Most parents wait to definitively settle on a name until the birth of their baby. It makes sense. Many parents believe that, after seeing their new little bundle of joy, they'll know the right name to choose. After all, the name should fit the child. So, why would some parents choose to pick a name well before the due date? There are some sensible reasons to pick a name early.
When we were expecting our first child, we immediately came up with a boy's name and a girl's name that we loved. During our 20 week ultrasound, we knew immediately what we wanted to name our baby boy, even though his arrival was still months away. It has since become a family tradition to pick the name as soon as we know the gender, a practice that raises a lot of questions from friends and family. Here are some of the most common questions about early naming, and the answers might help you decide if early naming is a good idea for you.
Question: What is the greatest benefit of early naming?
Picking a name early in the game may help you bond with your baby. This is especially true for dads-to-be. While mom gets to feel every little kick and wiggle, dads may have a harder time connecting with baby before birth. Choosing a name gives you a clear image of the person your baby is becoming.
Question: What if you change your mind on the name?
Change it! This is one of the great advantages of early naming. When you pick a name long before baby is born, you can try out the name for months. If you use the name for a while and find you don't like it, you still have plenty of leeway to change your mind. If you wait until after birth to pick a name, then later decide you don't like it, you're either stuck with the name or face a legal process to change it.
Question: What are the downsides of early naming?
After a baby is born and the ink is dry on the birth certificate, people are usually hesitant to share their dislike of your choice. When you pick a name during pregnancy, people assume the name is still up for debate, and they may try to change your mind. You can avoid this by either not making the name public until after birth or by using decisive language when you share the name. Saying, "The baby's name is," works better than, "We're thinking about naming him ... "
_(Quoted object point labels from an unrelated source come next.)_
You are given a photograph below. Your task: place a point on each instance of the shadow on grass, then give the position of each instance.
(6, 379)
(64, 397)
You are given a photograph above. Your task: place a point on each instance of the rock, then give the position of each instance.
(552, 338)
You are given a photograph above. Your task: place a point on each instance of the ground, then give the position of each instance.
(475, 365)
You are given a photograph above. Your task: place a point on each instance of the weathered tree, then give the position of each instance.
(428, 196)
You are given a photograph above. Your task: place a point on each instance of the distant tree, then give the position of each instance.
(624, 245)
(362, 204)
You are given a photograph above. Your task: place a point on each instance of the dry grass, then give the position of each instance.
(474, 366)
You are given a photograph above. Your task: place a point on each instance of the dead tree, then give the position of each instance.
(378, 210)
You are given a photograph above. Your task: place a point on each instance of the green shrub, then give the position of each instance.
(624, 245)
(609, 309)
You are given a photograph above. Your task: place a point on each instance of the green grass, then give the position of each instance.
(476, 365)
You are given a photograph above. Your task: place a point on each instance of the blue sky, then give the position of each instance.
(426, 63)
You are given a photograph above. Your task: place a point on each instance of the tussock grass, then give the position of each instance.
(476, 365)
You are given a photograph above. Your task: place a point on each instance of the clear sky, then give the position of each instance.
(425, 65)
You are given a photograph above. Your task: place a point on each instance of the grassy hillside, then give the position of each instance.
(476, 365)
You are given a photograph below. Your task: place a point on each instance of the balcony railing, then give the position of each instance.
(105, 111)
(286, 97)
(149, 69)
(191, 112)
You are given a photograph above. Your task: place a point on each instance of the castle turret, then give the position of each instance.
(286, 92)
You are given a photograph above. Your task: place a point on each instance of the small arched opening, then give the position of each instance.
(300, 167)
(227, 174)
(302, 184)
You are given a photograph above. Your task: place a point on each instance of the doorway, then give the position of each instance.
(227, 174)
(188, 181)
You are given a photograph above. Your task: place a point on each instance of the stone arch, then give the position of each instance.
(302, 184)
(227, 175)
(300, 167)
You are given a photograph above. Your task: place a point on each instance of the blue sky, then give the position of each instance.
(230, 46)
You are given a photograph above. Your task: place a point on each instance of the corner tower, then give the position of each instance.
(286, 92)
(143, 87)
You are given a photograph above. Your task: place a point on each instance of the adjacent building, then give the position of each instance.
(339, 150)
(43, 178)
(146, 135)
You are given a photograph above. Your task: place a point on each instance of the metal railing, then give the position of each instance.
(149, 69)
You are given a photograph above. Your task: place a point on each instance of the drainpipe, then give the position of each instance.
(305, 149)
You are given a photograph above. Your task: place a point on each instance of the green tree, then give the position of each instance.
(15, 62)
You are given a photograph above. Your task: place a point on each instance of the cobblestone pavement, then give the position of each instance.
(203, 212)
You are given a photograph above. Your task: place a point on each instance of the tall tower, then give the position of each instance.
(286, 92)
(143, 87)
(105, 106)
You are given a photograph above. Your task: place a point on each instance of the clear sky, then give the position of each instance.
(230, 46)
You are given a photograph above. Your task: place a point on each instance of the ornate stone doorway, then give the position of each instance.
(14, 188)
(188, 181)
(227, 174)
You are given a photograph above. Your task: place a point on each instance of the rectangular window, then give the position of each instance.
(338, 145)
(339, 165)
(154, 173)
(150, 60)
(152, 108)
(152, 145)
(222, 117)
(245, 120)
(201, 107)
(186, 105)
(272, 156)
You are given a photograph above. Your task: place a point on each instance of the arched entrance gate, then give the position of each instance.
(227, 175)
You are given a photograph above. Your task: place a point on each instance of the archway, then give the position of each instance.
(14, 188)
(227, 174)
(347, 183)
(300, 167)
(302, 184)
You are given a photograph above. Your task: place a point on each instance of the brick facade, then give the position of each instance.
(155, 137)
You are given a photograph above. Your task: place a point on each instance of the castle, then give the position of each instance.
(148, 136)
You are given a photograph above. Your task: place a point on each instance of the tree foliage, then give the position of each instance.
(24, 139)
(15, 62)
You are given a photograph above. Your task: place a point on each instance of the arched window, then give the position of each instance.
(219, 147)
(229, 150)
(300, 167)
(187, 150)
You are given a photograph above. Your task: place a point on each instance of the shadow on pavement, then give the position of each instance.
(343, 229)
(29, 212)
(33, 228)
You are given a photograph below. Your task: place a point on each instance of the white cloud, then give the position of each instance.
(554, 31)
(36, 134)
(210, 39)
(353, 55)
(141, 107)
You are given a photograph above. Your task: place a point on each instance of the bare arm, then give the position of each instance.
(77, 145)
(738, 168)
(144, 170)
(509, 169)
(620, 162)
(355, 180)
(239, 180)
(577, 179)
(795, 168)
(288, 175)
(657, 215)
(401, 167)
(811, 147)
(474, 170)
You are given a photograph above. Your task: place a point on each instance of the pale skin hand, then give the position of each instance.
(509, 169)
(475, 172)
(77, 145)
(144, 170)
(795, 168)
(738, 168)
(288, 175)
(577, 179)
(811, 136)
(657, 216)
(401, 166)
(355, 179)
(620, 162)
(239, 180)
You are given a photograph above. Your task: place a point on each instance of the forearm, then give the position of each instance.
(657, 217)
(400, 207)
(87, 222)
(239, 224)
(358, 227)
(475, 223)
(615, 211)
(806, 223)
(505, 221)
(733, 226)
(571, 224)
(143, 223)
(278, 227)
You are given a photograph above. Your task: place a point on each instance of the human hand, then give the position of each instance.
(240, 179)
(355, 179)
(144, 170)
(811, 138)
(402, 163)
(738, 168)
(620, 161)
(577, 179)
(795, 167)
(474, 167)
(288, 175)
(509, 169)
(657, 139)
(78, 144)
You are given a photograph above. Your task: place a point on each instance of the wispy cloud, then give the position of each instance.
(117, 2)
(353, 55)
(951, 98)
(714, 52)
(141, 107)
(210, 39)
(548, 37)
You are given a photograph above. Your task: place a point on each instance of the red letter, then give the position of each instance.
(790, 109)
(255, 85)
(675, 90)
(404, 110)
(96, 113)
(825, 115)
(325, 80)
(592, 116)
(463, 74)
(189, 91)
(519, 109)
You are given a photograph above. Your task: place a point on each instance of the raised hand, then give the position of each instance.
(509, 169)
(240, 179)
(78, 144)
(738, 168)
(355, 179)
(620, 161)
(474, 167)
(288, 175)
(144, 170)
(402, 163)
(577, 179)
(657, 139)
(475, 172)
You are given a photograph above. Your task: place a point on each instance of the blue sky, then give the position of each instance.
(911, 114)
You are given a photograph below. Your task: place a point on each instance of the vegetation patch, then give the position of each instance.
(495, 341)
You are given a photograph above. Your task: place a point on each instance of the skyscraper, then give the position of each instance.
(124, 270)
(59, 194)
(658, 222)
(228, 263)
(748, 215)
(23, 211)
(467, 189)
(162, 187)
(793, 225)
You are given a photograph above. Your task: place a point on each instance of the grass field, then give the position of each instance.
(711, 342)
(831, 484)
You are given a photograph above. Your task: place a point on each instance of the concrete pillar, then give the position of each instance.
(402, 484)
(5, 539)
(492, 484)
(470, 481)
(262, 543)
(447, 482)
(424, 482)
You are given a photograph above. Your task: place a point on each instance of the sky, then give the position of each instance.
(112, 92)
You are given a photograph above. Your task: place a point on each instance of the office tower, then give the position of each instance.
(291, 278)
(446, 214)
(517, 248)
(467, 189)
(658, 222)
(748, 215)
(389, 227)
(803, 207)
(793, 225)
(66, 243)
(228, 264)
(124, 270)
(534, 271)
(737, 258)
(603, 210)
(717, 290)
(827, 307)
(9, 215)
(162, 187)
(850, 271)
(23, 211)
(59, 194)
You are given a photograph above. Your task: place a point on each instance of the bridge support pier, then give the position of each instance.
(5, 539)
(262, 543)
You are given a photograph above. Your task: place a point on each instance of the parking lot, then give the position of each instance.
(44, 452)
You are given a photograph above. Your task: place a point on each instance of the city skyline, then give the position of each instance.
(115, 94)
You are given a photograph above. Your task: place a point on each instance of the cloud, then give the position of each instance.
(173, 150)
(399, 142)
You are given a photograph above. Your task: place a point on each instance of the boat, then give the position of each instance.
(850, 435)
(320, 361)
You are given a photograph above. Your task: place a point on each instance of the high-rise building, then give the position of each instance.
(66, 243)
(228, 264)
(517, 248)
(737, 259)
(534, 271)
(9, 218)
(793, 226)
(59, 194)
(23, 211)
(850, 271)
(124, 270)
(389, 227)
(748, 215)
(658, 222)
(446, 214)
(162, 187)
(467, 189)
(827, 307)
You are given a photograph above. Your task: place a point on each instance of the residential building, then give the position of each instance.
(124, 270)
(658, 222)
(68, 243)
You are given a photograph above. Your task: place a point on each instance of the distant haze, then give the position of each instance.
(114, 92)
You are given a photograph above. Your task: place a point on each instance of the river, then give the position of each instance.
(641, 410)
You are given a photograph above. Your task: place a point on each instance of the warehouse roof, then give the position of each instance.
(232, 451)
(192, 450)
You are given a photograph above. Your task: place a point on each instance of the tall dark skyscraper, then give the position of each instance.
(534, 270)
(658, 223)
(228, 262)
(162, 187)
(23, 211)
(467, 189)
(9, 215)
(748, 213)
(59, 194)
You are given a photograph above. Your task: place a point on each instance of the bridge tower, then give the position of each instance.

Question: What if your baby doesn't seem to fit the name you've chosen?
It's every parent's worst naming fear: you pick a name and it doesn't fit the child. Fortunately, this fear is usually unfounded. Names seem to mold to the kid, not the other way around. With our children, we found that the personality and identity they had at birth went right along with the name we'd been calling them for months. Remember, you can always change your mind immediately following birth and pick something new.
Early naming is a fun way for you and your spouse to bond with your baby well before he makes his début. While the practice won't appeal to everyone, naming a baby before birth definitely isn't weird, and it offers some advantages. If you want to name your baby during pregnancy, ignore the nay-sayers and go for it!